Pero el proyecto era el de menor prioridad, según entendían incluso en la bancada frenteamplista. Además, los cuatro ediles de la oposición que acompañaron los otros proyectos entendieron que le faltaba preparación.
Ante este panorama, la intendencia no lo presentó ante la Junta, pero mantiene el optimismo de trabajar en el plan y buscar en el futuro el apoyo de la oposición.
"Va a depender del proyecto, pero los veo con poca iniciativa disruptiva a la hora de presentar algo. Además, me parece que un proyecto de Ciudad Vieja no solo es algo de dinero", planteó en diálogo con El País.
Para considerar su voto espera que la intendencia dé antes señales de trabajar en varias dimensiones del barrio.
Por su parte, el independiente Guillermo Kruse dice que está abierto a "estudiarlo". "Pero primero deben empezar las obras de los préstamos ya aprobados", planteó.
Paganini y Kruse aportaron dos de los votos que necesitaba el oficialismo para conseguir la aprobación en los proyectos de limpieza, calles y veredas. Los otros fueron Nicolás Hernández y Joaquín Campos de la Lista 22 del Partido Nacional.
Y sobre el proyecto de Ciudad Vieja, el líder de este sector, Santiago Caramés, dijo que hay que darle "una vuelta de tuerca más" antes de acompañarlo.
"Entiendo que es importante el espacio público porque democratiza, la iluminación, la seguridad, pero se necesita algo más integral. Sumar a la mesa al gobierno nacional, a actores privados, ver el tema de las bocas de droga.", dijo en entrevista con El País.
"Hay que darle una vuelta de tuerca más, porque si no tirás la plata y se te esfuma, no tiene impacto. Lo importante es cuál es el impacto de las cosas que estás votando. Por eso votamos lo que votamos", explicó.
Los habitantes que se fueron
María José Iglesias habló sobre la población que sigue viviendo en el barrio. ¿Qué dicen los números?
Según datos del Instituto Nacional de Estadística, el barrio perdió dos tercios de sus habitantes en medio siglo.
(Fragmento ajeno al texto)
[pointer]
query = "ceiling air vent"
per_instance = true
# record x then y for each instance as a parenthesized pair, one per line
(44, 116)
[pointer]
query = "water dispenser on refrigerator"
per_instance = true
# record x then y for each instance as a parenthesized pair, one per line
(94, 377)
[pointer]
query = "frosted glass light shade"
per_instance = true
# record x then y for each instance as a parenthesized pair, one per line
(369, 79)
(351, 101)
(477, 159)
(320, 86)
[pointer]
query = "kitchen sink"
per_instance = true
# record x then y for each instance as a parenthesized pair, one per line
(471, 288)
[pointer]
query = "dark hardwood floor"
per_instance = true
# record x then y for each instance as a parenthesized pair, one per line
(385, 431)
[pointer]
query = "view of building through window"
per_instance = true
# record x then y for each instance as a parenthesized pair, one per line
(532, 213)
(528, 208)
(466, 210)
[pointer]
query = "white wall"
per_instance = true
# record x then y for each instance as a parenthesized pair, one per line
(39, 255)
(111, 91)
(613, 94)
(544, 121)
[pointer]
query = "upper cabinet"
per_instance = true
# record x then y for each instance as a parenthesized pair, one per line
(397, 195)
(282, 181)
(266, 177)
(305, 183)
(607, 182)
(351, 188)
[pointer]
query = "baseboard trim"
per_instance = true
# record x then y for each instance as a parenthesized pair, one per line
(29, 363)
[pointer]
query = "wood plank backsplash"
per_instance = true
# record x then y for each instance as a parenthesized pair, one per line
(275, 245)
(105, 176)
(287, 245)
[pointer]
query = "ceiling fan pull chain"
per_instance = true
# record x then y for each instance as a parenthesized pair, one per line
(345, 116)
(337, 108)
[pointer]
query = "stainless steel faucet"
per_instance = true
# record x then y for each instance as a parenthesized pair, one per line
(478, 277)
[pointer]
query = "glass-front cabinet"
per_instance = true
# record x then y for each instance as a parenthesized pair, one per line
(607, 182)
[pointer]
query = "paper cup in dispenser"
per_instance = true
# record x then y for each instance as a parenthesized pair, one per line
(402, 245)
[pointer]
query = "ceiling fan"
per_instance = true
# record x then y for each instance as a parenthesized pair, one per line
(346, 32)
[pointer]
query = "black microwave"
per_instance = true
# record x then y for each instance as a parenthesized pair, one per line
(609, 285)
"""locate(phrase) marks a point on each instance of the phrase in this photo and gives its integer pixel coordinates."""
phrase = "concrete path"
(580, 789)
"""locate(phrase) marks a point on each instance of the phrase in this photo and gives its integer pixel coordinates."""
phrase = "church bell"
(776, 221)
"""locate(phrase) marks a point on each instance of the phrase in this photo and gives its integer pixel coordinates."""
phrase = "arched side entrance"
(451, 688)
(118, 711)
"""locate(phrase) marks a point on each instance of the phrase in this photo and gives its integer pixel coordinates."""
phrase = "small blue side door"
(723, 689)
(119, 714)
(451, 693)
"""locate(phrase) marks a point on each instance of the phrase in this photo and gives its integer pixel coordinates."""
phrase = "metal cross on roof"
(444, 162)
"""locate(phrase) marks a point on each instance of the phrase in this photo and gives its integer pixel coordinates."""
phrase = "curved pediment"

En 1963, vivían 39.365 allí. En 1975, ese número bajó a 36.355 y en 1985 a 31.649. Once años más tarde, la población del barrio seguía bajando. En 1996, quedaban 25.991.
Y con el siglo XXI llegó la gran caída. Respecto a la medición anterior, la mitad de las personas ya no estaba: eran 12.911 para 2004.
Para el próximo censo, el de 2011, la situación se mantuvo estable con 12.555 habitantes.
Y en 2023, por primera vez desde los 60, aumentó la cantidad de personas en Ciudad Vieja: son 13.353 según la última ponderación del censo.